Everywhere you go in Kashmir, you see the military presence that promises to ruin even the sunniest of days. No matter how you slice it, the very fact that there are soldiers and army personnel around leave you feeling distinctly uncomfortable, and seem to serve as a constant reminder that Kashmir is one of the most conflict stricken areas in India today.
However, there is something deceptively serene about a number of places in Kashmir. If you take a walk down the botanical gardens, or if you spend some time on a shikara on Dal Lake, you wouldn't for a moment believe that this part of the country could be witness to such bloodshed and strife. You'll hear the birds singing, the water gushing past the oars of the boat, you'll see beautifully silhouetted mountains in the distance, and brilliant flowers everywhere you go, and you'll wonder not once, but many times about how this particular paradise could ever have seen death and destruction.
Talking to the people, however, will fill in the gaps. We had the rare chance to visit Kashmir University and meet with a few students there. After a tour around what is undoubtedly one of the most beautiful campuses in India, we met five wonderfully chirpy students of the English faculty and another excellent bunch of law students. They spoke freely and without any inhibitions about any matters in question. The law professor who spoke to us was in an especially precarious position because he had his students on one hand and us outsiders on the other. But he maintained a wonderfully neutral and humane stance, and I think the world should have more professors like that to make it a better place. The session was intense and many times we could feel their anger, resentment and bitterness about the past and the future of Kashmir because of what they saw as India's shortcomings.
There has never been a time before this when I questioned my integrity as an Indian. These were my thoughts that night:
This is my land too. Part of the country I was born in. This place is part of what makes India whole. And yet I am ashamed at how completely clueless and ignorant I am about the trials my countrymen here face. I am ashamed that we as a country could not find a way to allow them to feel they belong here. I am ashamed because this is my loss too. This is my problem too.
I do not feel like I belong here. I feel different. I feel like this is not part of anything I know or am familiar with. And this is not something I consider good. Wherever else I may go in India, I know I will feel at home within the differences. Here the difference is of another kind. It's more of a barrier and a brick wall than anything else.
This is no longer an issue of borders, of strange demarcations or fights over land. We have pushed these people away from us, and so we have created the difference, built the gulf of unfamiliarity. As Indians, we should be ashamed of ourselves.

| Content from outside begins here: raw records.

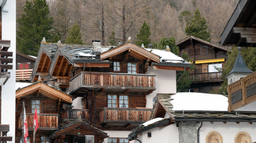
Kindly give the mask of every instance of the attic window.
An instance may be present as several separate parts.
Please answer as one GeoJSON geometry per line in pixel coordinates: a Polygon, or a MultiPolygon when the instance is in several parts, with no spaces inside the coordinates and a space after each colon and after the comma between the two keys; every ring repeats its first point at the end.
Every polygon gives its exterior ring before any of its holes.
{"type": "Polygon", "coordinates": [[[129,62],[127,63],[127,73],[137,73],[137,63],[134,62],[129,62]]]}
{"type": "Polygon", "coordinates": [[[114,61],[113,65],[114,72],[120,72],[120,62],[114,61]]]}

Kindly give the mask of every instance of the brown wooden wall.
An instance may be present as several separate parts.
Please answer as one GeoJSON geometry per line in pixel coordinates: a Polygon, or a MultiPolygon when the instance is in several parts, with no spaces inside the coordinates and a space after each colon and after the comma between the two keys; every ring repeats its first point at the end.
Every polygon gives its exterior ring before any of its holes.
{"type": "Polygon", "coordinates": [[[31,60],[16,55],[16,70],[19,69],[18,63],[30,63],[29,69],[32,69],[34,66],[35,62],[35,61],[34,60],[31,60]]]}

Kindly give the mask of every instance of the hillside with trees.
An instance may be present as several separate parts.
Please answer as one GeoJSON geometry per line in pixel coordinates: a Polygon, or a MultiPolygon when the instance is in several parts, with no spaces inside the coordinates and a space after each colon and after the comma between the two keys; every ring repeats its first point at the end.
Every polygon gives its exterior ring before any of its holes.
{"type": "MultiPolygon", "coordinates": [[[[25,0],[17,1],[17,19],[24,13],[22,8],[25,2],[25,0]]],[[[129,36],[132,42],[135,42],[144,21],[150,27],[152,43],[159,42],[163,37],[174,37],[176,41],[179,41],[187,36],[186,26],[193,18],[197,8],[205,18],[211,42],[218,43],[238,1],[48,0],[46,2],[49,7],[49,17],[52,17],[54,21],[51,32],[55,39],[61,39],[63,43],[68,35],[68,29],[77,23],[80,27],[83,43],[91,43],[92,39],[101,39],[107,45],[113,40],[124,42],[129,36]]]]}

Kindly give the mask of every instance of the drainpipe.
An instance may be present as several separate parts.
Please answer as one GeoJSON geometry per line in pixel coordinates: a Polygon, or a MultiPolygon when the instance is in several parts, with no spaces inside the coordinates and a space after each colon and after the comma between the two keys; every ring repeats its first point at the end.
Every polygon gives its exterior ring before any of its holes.
{"type": "Polygon", "coordinates": [[[136,140],[136,141],[138,141],[140,143],[142,142],[140,139],[137,139],[136,136],[135,135],[133,136],[133,138],[134,138],[134,140],[136,140]]]}
{"type": "Polygon", "coordinates": [[[200,135],[199,131],[200,131],[201,128],[203,126],[203,122],[200,121],[200,123],[201,123],[201,125],[198,128],[198,129],[197,129],[197,143],[200,143],[200,135]]]}

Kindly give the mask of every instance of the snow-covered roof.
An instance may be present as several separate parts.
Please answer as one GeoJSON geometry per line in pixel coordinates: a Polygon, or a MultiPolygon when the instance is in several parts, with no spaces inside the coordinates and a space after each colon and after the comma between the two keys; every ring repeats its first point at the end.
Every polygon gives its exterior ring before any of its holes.
{"type": "Polygon", "coordinates": [[[228,98],[219,94],[180,92],[171,95],[173,110],[227,111],[228,98]]]}
{"type": "Polygon", "coordinates": [[[149,125],[151,125],[151,124],[155,123],[155,122],[162,120],[163,119],[164,119],[164,118],[161,118],[161,117],[155,118],[153,119],[152,119],[146,122],[145,123],[141,124],[140,126],[147,126],[149,125]]]}
{"type": "Polygon", "coordinates": [[[28,82],[16,82],[15,83],[15,90],[18,89],[19,88],[23,88],[27,86],[31,85],[32,83],[28,82]]]}
{"type": "Polygon", "coordinates": [[[182,58],[170,51],[150,48],[145,48],[145,49],[159,56],[161,62],[164,61],[172,63],[182,63],[182,61],[185,61],[182,58]]]}

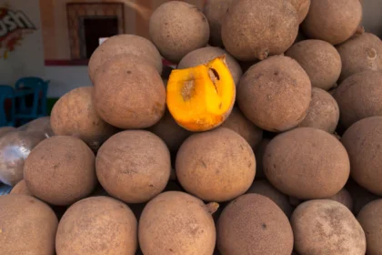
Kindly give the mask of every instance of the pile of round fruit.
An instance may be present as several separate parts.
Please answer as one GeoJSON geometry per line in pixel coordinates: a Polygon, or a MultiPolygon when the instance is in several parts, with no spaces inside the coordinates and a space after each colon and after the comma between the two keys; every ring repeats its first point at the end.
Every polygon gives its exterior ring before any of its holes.
{"type": "Polygon", "coordinates": [[[1,129],[0,253],[382,254],[382,42],[361,20],[359,0],[169,1],[151,40],[110,37],[93,86],[1,129]]]}

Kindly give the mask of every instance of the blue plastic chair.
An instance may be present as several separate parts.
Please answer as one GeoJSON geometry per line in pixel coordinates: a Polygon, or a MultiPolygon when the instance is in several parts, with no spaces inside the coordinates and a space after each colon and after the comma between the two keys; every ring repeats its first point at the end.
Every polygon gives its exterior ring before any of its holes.
{"type": "Polygon", "coordinates": [[[16,82],[15,97],[19,99],[15,114],[17,120],[30,120],[47,115],[46,95],[49,82],[33,76],[23,77],[16,82]],[[32,106],[26,107],[26,97],[32,95],[32,106]]]}
{"type": "Polygon", "coordinates": [[[15,126],[15,89],[7,85],[0,85],[0,127],[15,126]],[[11,112],[7,117],[5,111],[5,100],[11,99],[11,112]]]}

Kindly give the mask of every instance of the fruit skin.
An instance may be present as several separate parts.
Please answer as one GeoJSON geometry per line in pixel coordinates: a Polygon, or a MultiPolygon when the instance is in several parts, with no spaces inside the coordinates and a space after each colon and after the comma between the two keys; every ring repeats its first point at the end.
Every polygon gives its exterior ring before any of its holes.
{"type": "Polygon", "coordinates": [[[366,205],[357,217],[366,233],[367,255],[378,255],[382,250],[381,215],[382,199],[377,199],[366,205]]]}
{"type": "Polygon", "coordinates": [[[2,254],[54,255],[58,220],[39,199],[26,195],[0,196],[2,254]]]}
{"type": "Polygon", "coordinates": [[[360,186],[382,196],[382,117],[370,117],[353,124],[342,136],[351,164],[351,176],[360,186]]]}
{"type": "Polygon", "coordinates": [[[180,1],[162,4],[149,20],[151,41],[169,61],[178,63],[193,50],[206,46],[208,21],[196,5],[180,1]]]}
{"type": "Polygon", "coordinates": [[[24,178],[35,197],[56,206],[71,205],[96,188],[95,155],[79,138],[55,136],[31,151],[24,178]]]}
{"type": "Polygon", "coordinates": [[[135,255],[137,221],[128,206],[107,197],[91,197],[72,205],[58,225],[59,255],[135,255]]]}
{"type": "Polygon", "coordinates": [[[365,233],[351,211],[339,202],[317,199],[300,204],[291,225],[299,254],[364,255],[365,233]]]}
{"type": "Polygon", "coordinates": [[[337,49],[322,40],[304,40],[286,53],[304,68],[313,87],[329,90],[341,74],[341,56],[337,49]]]}
{"type": "Polygon", "coordinates": [[[312,101],[299,128],[315,128],[333,134],[339,120],[339,107],[336,99],[327,91],[312,88],[312,101]]]}
{"type": "Polygon", "coordinates": [[[356,33],[361,20],[359,0],[311,0],[301,28],[311,39],[338,45],[356,33]]]}
{"type": "Polygon", "coordinates": [[[237,104],[258,128],[271,132],[291,129],[306,117],[312,87],[298,63],[284,56],[252,66],[237,87],[237,104]]]}
{"type": "Polygon", "coordinates": [[[344,146],[333,135],[313,128],[297,128],[276,136],[266,146],[263,165],[274,187],[300,199],[336,195],[350,173],[344,146]]]}
{"type": "Polygon", "coordinates": [[[219,128],[190,136],[177,152],[176,170],[188,193],[206,201],[228,201],[251,186],[255,154],[240,135],[219,128]]]}
{"type": "Polygon", "coordinates": [[[141,58],[119,55],[102,66],[94,105],[106,122],[123,129],[155,125],[166,109],[166,88],[158,72],[141,58]]]}
{"type": "Polygon", "coordinates": [[[145,255],[211,255],[216,234],[202,200],[180,191],[161,193],[145,207],[138,226],[145,255]]]}
{"type": "Polygon", "coordinates": [[[345,128],[363,118],[382,116],[382,72],[365,71],[344,80],[336,89],[339,123],[345,128]]]}
{"type": "Polygon", "coordinates": [[[105,62],[124,54],[136,56],[162,73],[162,56],[150,40],[136,35],[117,35],[106,40],[90,56],[88,73],[93,84],[105,62]]]}
{"type": "Polygon", "coordinates": [[[231,201],[217,222],[221,254],[290,255],[293,232],[284,212],[271,199],[246,194],[231,201]]]}
{"type": "Polygon", "coordinates": [[[263,60],[288,49],[298,33],[298,15],[289,1],[236,0],[221,26],[226,50],[241,61],[263,60]]]}
{"type": "Polygon", "coordinates": [[[143,203],[165,189],[170,178],[170,152],[149,131],[126,130],[101,147],[96,168],[108,194],[126,203],[143,203]]]}
{"type": "Polygon", "coordinates": [[[382,71],[382,41],[375,35],[355,35],[336,47],[342,61],[339,81],[363,71],[382,71]]]}

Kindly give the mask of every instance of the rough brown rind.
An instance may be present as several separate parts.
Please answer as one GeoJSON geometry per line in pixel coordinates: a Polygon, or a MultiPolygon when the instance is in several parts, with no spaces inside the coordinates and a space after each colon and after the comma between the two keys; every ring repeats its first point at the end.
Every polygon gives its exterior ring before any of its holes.
{"type": "Polygon", "coordinates": [[[169,1],[150,17],[151,40],[166,59],[178,63],[186,54],[208,43],[208,21],[196,5],[169,1]]]}
{"type": "Polygon", "coordinates": [[[202,200],[179,191],[161,193],[147,203],[139,220],[144,254],[211,255],[216,234],[202,200]]]}
{"type": "Polygon", "coordinates": [[[162,56],[152,42],[136,35],[117,35],[106,40],[91,56],[88,66],[90,80],[95,83],[105,62],[121,54],[138,56],[152,65],[159,74],[162,73],[162,56]]]}
{"type": "Polygon", "coordinates": [[[218,128],[190,136],[176,155],[176,170],[187,192],[206,201],[227,201],[251,186],[256,159],[245,138],[218,128]]]}
{"type": "Polygon", "coordinates": [[[262,60],[292,46],[298,33],[298,15],[289,1],[236,0],[221,29],[226,50],[236,59],[262,60]]]}
{"type": "Polygon", "coordinates": [[[309,77],[298,63],[288,56],[276,56],[246,72],[237,87],[237,103],[256,126],[281,132],[303,121],[311,94],[309,77]]]}
{"type": "Polygon", "coordinates": [[[382,72],[355,74],[336,89],[340,124],[347,128],[365,117],[382,116],[382,72]]]}
{"type": "Polygon", "coordinates": [[[350,173],[342,144],[333,135],[312,128],[297,128],[276,136],[266,147],[263,164],[273,186],[302,199],[336,195],[350,173]]]}
{"type": "Polygon", "coordinates": [[[152,66],[137,56],[119,55],[106,61],[95,88],[96,112],[116,128],[148,128],[165,113],[163,80],[152,66]]]}
{"type": "Polygon", "coordinates": [[[382,70],[382,41],[373,34],[355,35],[337,49],[342,61],[340,81],[363,71],[382,70]]]}
{"type": "Polygon", "coordinates": [[[290,255],[292,228],[271,199],[246,194],[223,209],[217,222],[217,248],[225,255],[290,255]]]}
{"type": "Polygon", "coordinates": [[[301,28],[309,38],[338,45],[356,33],[361,20],[359,0],[311,0],[301,28]]]}
{"type": "Polygon", "coordinates": [[[107,197],[85,199],[71,206],[58,225],[57,254],[135,255],[137,221],[124,203],[107,197]]]}
{"type": "Polygon", "coordinates": [[[295,249],[300,254],[364,255],[365,233],[351,211],[337,201],[299,205],[291,218],[295,249]]]}
{"type": "Polygon", "coordinates": [[[337,49],[325,41],[304,40],[292,46],[286,56],[292,57],[310,78],[313,87],[329,90],[341,73],[341,57],[337,49]]]}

When the Kashmiris choose autonomy over being past of India, we should allow ourselves no surprise. This is our fault, for being so ignorant and so completely at ease in our little worlds that we have forgotten to include this state in our thoughts. We are content not knowing the brutalities our own people face, because they're so far away. We believe the lies that the media feeds us. We are content, because we don't want to share in their agony.
When Kashmir chooses autonomy, it is India that will weep.
Many people I've spoken to have told me that it is not India's fault that the Kashmiris want a separate state and that it doesn't concern the common man. By that logic, nothing that happens anywhere in India has anything to do with any of us as citizens of this nation.
All they want is for people to hear them, hear their voices and speak as one people and call for peace. Shame that something that appears so simple in essence is something we can't do without turning our heads away and telling ourselves that things are beyond repair, and that those matters don't concern us.